LIANA TIMM© (http://timm.art.br/)

Os mais cínicos costumam afirmar que uma mentira contada diversas vezes se transforma em verdade. Na literatura isso costuma acontecer com mais frequência do que se imagina. Em geral alimentados por uma ignorância quase inofensiva, os boatos aos poucos vão ganhando corpo e se transformam em verdades absolutas. Foi isso que aconteceu com um aspecto importante da literatura de Jack Kerouac, o mais famoso dos escritores beat.

Jack Kerouac levou a sério o aforismo de Maiakovski que diz não haver arte revolucionária sem forma revolucionária. Décadas depois a máxima foi revista por alguém que não lembro o nome, que a mudou dizendo que não há obra experimental sem vida experimental. Acho que foi o Leminski, mas realmente não estou certo disso, o que também não faz a mínima diferença aqui. Mas o fato é que Kerouac viveu como seus personagens; seus amigos eram como os amigos de seus protagonistas; e as aventuras de seus livros eram as suas aventuras. Enfim, um indício perigoso, que faz qualquer acadêmico corar, de que vida e obra andam, em muitos casos, coladinhas. A diferença entre os bons e maus escritores é que uns sabem, outros não, como colocar isso no papel.

Mas, mais do que ter seu nome associado a um tipo de escritor que se alimenta de sua biografia, Kerouac tornou-se símbolo de um tipo de escrita que ele, talvez, nunca tenha praticado e que faz a literatura parecer fruto de uma epifania. É que à Kerouac é atribuído um tipo de escrita alucinada, em que o autor, como se incorporasse um preto velho, derrama seu texto, de forma pronta, no papel e dali floresce uma prosa vigorosa e assustadoramente singular. Não é isso que se conclui depois da leitura dos Diários de Jack Kerouac ― 1947-1954 (L&PM, 2006, 360 pág.), livro em que o escritor descreve seu modo de trabalho durante a confecção de seus romances The town and city e On the Road.
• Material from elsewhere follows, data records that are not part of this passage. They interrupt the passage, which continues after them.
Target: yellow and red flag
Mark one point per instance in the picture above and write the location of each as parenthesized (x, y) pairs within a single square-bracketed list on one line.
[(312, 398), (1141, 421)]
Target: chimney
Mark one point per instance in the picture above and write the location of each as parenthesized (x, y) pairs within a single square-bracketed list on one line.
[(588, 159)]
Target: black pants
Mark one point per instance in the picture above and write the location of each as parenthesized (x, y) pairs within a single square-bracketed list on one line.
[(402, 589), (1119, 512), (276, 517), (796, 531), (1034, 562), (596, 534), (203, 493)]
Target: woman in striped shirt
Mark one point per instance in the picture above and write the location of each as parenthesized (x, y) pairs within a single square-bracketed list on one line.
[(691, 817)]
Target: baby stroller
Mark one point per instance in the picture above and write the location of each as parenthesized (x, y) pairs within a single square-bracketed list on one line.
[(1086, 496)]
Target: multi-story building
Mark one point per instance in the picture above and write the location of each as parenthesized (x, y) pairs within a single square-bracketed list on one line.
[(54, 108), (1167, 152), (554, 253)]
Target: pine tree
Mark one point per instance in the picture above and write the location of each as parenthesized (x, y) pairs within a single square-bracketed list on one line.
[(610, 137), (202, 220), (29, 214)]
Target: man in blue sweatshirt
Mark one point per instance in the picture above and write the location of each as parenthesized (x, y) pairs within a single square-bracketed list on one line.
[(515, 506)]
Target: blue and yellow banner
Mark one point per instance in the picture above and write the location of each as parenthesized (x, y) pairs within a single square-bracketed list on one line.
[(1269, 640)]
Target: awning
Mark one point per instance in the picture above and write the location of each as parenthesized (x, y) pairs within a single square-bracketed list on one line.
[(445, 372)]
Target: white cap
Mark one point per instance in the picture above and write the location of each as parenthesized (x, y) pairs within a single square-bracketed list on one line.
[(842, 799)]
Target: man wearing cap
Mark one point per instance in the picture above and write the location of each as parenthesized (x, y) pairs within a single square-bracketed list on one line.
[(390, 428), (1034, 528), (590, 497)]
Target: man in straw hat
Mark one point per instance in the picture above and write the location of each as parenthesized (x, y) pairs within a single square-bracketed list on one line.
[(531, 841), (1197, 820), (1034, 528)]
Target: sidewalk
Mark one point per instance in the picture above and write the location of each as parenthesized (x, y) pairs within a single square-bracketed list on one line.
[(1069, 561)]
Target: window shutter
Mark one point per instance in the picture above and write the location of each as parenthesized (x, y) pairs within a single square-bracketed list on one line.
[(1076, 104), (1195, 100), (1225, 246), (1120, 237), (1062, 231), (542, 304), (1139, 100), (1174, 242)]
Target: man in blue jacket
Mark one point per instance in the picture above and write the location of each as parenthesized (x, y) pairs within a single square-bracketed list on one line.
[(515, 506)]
A lenda é mais ou menos esta, conforme conta Douglas Brinkley no prefácio da obra: "O mito mais persistente sobre Kerouac é algo que ele escreveu On the Road em abril de 1951 em um frenesi de três semanas movido a café. Segundo a lenda, um dia, Kerouac, inspirado por suas cortantes viagens com Cassady nos três anos anteriores, enfiou uma bobina de delicado papel de arroz japonês na máquina de escrever em seu quarto no Chelsea, na West 20 Street ― para não distrair sua atenção ao trocar a folha ―, sintonizou em uma rádio de jazz do Harlem que ficava no ar a noite inteira e produziu uma obra-prima moderna".

Certamente essa é a versão da história que muitos dos leitores de Kerouac gostariam de acreditar ― e a qual muitos deles repetem incessantemente. Mas o que se lê nos "cadernos secretos", como o escritor chamava seus diários, é bem diferente. Os diários trazem anotações de um escritor disciplinado e preocupado com o andamento de seu livro. Mais do que isso, mostram um Kerouac extremante organizado, que escrevia previamente sinopses de personagens e preparava diálogos prévios antes de começar realmente sua maratona de escrita.
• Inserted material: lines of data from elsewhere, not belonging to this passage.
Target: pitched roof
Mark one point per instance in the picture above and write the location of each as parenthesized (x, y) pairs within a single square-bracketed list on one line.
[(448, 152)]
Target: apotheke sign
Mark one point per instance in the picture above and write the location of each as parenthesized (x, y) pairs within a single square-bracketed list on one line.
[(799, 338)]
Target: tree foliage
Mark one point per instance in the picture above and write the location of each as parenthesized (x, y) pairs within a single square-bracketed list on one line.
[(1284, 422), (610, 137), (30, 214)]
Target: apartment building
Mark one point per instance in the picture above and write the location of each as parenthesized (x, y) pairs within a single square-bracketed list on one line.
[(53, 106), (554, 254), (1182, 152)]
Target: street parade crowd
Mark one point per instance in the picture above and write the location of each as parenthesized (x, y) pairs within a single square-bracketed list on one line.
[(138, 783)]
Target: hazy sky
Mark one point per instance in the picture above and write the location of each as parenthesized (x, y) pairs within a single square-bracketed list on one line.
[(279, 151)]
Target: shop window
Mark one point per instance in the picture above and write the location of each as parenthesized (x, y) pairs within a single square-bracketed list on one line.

Ou seja, na literatura, definitivamente, não há espaço para milagres. É o que nos diz o próprio beat. Havia trabalho, muito trabalho. Era comum Kerouac escrever mais de um livro ao mesmo tempo. Tinha muitas ideias para livros e as colocava no papel. Algumas vingavam, outras, não. Mas nunca por falta de tentativa. Kerouac era meticuloso, um escritor que se prendia aos mínimos detalhes de seus livros, contrariando a ideia de um escritor desleixado, que seguia apenas seu gênio para compor obras de fôlego e trabalhosas. No parágrafo que segue, Kerouac descreve as diferenças entre The town and city, seu primeiro romance, e On the Road, o segundo.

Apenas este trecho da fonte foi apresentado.